In this case, the primary infection was controlled on hospital day 5, as proven by CT evaluation and decreased WBC and PCT levels. The sudden increase in WBC count and decrease in SpO on hospital day 6 were considered to be caused by newly formed septic pulmonary emboli. Pulmonary emboli above the subsegmental level are a possible, but rare complication of LS, and three days were required for diagnosis of LS. As a result, anticoagulation therapy was not initiated until hospital day 8. The WBC count maintained its peak value on hospital days 6–8 before anticoagulation therapy was initiated, but rapidly decreased after initiation. This quick response suggests that anticoagulation therapy may have contributed to the infection resolution achieved by antimicrobials.
In a review of 137 cases of LS, the authors found that 4–6 weeks of carbapenem or piperacillin/tazobactam combined with metronidazole were effective in terms of infection control, but the reason for the choice of such a duration was not explained in any of the included papers [6]. Our antimicrobial treatment was maintained until the WBC counts remained normal for one week and clinical symptoms improved. The duration was 24 days in total and 16 days after anticoagulation therapy proceeded, which is much shorter than the average. However, it is still unknown whether anticoagulation therapy is essential, which is an important issue especially in cases, such as the one we described, that are complicated by large intraluminal emboli.
In the past few decades, evidence remained poor regarding the management of LS, particularly regarding its potentially life-threatening thromboembolic complications. Consequently, physicians must make their decisions based on small case series or anecdotal cases when facing uncommon thromboembolic conditions, such as LS. Physicians who are opposed to anticoagulant treatment confirm that the thrombus is caused by an infection process and will be resolved at the same time when the infection is resolved. In contrast, some authors confirm that anticoagulant therapy may reduce the morbidity and mortality of serious complications, such as cavernous sinus thrombosis or pulmonary embolism. Theoretically, a septic thrombus sequesters bacteria and creates a barrier to antibiotic penetration. When the thrombus is dissolved by anticoagulants, the bacteria are exposed to a higher concentration of antibiotics, increasing accessibility [8]. Our case supports this hypothesis precisely. Unfortunately, randomized controlled trials are impractical to investigate the use of anticoagulation therapy in the treatment of LS due to the rarity of this illness.

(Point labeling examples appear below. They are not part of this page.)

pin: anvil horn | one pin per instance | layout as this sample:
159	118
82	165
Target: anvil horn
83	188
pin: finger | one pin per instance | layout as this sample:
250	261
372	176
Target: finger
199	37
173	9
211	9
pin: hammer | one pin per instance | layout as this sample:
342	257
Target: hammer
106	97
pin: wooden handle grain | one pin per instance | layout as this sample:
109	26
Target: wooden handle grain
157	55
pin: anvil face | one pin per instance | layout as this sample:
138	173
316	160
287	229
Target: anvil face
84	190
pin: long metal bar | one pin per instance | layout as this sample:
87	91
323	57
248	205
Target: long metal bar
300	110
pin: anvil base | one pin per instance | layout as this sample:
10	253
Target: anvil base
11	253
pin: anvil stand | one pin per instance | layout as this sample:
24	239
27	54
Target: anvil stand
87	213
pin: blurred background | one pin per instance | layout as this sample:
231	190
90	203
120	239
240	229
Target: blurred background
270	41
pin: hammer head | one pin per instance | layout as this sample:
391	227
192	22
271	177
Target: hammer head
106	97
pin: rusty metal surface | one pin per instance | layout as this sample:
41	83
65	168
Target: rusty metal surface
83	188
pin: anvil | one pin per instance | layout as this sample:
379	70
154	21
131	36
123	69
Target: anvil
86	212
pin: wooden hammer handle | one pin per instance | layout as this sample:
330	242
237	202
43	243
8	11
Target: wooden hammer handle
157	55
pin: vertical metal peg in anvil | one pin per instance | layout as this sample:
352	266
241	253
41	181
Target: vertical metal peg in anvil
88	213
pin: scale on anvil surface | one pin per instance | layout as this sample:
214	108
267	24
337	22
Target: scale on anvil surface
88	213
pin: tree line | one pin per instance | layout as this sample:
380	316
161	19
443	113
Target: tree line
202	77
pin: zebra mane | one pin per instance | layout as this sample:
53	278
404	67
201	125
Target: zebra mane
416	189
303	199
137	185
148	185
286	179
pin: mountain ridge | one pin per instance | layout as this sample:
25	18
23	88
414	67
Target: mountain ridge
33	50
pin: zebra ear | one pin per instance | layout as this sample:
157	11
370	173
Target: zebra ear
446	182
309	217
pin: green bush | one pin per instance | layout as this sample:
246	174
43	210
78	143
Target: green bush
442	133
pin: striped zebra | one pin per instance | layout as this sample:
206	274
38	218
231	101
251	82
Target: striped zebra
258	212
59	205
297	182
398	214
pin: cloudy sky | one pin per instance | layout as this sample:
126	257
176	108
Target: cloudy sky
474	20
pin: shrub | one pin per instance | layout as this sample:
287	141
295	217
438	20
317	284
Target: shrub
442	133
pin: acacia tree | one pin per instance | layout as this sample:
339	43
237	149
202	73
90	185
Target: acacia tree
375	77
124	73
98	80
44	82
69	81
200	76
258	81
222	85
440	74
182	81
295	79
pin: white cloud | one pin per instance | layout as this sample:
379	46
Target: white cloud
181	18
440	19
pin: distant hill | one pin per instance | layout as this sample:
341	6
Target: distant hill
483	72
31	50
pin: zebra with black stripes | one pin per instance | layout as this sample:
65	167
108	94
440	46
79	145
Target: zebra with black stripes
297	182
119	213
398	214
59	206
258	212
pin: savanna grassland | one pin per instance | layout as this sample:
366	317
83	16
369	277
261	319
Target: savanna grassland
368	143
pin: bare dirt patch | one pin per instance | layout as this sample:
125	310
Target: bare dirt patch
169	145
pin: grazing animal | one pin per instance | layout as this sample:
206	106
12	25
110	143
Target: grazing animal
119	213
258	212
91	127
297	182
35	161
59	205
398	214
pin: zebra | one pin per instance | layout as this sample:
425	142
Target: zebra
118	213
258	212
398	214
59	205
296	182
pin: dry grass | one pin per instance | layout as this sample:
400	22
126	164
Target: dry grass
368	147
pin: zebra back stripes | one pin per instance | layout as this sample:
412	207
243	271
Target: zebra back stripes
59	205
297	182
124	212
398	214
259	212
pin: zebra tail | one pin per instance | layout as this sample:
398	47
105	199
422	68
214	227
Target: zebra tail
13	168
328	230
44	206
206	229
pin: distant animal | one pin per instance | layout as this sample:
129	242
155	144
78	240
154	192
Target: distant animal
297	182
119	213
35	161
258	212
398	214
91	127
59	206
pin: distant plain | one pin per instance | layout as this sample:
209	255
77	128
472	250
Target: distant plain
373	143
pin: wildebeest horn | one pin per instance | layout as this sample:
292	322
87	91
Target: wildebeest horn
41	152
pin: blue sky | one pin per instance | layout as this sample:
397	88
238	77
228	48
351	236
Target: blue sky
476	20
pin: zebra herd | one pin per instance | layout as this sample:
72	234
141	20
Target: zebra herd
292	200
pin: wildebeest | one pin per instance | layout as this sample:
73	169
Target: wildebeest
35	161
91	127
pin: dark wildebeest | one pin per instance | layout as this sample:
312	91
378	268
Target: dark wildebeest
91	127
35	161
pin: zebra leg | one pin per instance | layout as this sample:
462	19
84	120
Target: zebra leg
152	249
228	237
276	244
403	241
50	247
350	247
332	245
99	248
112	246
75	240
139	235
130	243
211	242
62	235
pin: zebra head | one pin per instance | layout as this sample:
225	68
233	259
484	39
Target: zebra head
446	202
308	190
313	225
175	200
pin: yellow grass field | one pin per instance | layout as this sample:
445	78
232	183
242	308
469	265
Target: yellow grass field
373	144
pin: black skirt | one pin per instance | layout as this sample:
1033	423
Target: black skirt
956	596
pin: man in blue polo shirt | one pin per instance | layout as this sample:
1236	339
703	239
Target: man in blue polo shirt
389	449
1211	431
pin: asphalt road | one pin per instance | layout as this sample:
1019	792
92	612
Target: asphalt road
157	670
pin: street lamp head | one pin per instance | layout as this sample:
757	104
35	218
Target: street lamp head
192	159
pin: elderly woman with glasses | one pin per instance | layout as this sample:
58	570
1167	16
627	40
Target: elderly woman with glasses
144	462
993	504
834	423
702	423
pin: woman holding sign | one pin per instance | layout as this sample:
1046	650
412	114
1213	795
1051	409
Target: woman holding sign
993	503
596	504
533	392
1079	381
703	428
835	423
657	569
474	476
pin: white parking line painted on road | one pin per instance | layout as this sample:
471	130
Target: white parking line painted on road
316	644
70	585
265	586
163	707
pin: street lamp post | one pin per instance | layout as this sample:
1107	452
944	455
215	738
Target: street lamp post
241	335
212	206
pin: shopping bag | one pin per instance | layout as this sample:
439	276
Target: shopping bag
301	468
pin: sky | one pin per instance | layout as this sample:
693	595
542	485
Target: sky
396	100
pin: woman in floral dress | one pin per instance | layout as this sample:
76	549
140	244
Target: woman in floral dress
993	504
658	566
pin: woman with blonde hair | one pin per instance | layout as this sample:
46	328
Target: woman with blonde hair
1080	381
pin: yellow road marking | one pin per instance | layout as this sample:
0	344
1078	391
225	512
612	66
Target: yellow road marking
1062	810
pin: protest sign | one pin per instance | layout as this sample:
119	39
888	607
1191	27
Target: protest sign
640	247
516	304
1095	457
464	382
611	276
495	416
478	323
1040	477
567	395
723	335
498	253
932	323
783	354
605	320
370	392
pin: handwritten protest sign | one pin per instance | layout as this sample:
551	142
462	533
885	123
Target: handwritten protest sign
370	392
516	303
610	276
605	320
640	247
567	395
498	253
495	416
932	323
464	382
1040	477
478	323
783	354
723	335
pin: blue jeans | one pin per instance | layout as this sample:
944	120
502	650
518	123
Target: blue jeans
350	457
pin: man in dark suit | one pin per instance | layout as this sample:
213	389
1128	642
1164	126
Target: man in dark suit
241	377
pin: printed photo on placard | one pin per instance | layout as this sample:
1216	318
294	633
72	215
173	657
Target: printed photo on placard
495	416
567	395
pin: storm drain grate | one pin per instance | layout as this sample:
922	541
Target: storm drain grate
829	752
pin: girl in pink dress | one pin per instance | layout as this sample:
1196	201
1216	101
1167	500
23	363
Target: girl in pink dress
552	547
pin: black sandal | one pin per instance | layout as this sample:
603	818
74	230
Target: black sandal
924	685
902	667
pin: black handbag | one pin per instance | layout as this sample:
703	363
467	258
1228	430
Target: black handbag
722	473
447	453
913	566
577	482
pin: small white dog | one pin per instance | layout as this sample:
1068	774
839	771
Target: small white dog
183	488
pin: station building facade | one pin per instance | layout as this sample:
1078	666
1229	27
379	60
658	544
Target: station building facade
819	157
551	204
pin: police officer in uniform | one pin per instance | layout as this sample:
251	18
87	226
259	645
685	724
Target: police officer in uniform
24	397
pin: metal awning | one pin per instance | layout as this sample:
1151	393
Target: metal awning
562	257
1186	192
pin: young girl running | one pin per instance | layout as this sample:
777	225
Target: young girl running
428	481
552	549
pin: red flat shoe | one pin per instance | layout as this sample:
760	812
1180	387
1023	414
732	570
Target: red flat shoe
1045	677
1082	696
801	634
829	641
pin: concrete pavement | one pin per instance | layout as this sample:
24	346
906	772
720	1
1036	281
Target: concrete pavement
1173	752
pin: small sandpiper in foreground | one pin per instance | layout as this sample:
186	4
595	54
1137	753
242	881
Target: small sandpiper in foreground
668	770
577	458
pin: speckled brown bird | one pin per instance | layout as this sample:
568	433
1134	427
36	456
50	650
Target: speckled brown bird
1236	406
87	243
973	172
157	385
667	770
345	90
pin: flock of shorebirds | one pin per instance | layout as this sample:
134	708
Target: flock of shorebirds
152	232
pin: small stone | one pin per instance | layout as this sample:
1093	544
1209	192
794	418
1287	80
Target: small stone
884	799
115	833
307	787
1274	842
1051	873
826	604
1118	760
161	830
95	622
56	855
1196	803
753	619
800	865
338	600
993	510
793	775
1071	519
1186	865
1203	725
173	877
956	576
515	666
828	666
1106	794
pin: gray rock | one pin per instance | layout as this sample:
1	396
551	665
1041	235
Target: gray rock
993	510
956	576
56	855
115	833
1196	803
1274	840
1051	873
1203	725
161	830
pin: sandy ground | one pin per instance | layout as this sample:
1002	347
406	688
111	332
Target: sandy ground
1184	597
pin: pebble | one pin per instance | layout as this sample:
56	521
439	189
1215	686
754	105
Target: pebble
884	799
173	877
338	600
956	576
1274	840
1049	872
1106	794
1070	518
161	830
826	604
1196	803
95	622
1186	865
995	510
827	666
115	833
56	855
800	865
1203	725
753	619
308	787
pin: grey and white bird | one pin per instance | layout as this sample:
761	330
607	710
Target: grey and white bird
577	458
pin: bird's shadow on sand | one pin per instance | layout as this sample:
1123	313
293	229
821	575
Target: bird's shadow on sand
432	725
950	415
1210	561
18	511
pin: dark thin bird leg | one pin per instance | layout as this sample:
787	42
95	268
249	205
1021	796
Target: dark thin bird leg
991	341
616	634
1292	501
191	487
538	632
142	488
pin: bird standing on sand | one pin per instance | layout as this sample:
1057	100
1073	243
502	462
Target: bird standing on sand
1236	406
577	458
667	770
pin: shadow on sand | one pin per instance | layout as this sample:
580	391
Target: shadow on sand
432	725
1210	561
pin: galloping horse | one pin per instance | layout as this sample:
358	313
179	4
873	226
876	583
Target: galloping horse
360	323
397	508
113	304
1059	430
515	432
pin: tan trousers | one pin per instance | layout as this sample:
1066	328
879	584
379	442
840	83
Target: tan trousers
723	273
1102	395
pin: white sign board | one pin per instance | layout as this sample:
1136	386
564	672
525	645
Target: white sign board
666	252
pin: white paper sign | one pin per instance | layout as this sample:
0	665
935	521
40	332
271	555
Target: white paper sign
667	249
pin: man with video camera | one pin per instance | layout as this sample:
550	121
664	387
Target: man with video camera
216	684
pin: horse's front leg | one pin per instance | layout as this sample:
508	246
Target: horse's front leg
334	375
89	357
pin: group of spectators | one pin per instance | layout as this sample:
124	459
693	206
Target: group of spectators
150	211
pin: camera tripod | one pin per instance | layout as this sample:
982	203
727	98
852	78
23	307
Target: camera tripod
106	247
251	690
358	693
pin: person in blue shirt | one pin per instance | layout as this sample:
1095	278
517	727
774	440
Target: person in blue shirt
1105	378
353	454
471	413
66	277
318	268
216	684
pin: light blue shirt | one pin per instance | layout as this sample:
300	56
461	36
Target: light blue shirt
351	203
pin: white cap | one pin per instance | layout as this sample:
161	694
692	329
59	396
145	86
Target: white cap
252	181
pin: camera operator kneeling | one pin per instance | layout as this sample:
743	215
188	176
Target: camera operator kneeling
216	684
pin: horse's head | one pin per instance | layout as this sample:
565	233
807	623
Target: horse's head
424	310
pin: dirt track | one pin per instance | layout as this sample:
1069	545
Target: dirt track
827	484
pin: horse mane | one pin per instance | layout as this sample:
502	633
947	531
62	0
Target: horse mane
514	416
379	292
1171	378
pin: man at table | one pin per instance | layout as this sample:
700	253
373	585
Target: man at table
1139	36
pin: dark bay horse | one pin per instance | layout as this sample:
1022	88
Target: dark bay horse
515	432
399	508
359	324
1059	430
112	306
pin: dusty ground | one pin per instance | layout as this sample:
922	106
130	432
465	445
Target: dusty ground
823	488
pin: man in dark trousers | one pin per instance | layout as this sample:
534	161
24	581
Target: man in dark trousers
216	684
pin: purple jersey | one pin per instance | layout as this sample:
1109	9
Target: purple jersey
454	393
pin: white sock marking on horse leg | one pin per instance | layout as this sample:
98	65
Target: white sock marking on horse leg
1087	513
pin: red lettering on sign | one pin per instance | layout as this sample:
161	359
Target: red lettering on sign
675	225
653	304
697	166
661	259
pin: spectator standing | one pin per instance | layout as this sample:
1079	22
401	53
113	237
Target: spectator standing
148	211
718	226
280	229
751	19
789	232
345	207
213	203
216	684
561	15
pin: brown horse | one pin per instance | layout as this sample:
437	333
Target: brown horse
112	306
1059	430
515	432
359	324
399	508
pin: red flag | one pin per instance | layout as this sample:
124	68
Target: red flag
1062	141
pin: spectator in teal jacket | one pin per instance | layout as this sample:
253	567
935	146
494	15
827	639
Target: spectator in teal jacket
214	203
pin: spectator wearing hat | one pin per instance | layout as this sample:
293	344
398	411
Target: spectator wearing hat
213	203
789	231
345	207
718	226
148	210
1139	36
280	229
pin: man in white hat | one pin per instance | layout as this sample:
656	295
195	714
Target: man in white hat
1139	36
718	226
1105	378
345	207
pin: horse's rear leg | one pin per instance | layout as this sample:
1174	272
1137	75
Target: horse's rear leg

Based on small case series, the proposal has been advanced to reserve this approach to bilateral disease only; a single-center retrospective series has found no association with thrombus recanalization, although it is unclear whether recanalization is clinically relevant [9]. The improvement seen in our case despite the absence of bilateral disease and the finding of recanalization following anticoagulation could be explained by the likelihood that the thrombus had developed recently, as suggested by the sudden increase in infection parameters, and may have been more vulnerable to anticoagulation than an older, organized thrombus. This possibility is consistent with the known biology of venous thrombi [10] and should be explored by future research.
A recent European collaborative study performed an individual patient-level analysis of 712 cases published globally from 2000 to 2017 [1]. The authors could not find disease-specific elements against the safety of anticoagulation and drew the conclusion that therapeutic anticoagulation is indicated for LS if there are no contraindications. Nevertheless, the authors did not provide definitive guidelines for the duration of anticoagulation. According to the American College of Chest Physicians guidelines for provoked thrombotic events, anticoagulation therapy is recommended for a duration of at least 3 months [11], which may be available for reference to Lemierre syndrome presented pulmonary embolism. Our patient received a treatment duration of 20 weeks because his follow-up visit was delayed by the outbreak of COVID-19. A limitation of our case is the lack of microbial isolation. However, the diagnosis of LS is currently accepted even without microbial isolation in the presence of a clinical diagnosis of sepsis from an oropharyngeal focus and thrombi or emboli consistent with the primary infection location [5].
In conclusion, therapeutic anticoagulation may be considered in the management of LS, while further research is needed to evaluate whether the use of anticoagulant and antibiotics leads to better clinical outcomes than the use of antibiotics alone.
Patient Perspective
I’m the daughter of the patient. We are grateful to the doctors’ help in Changzhou First People’s Hospital and happy to share the treatment experience of my father.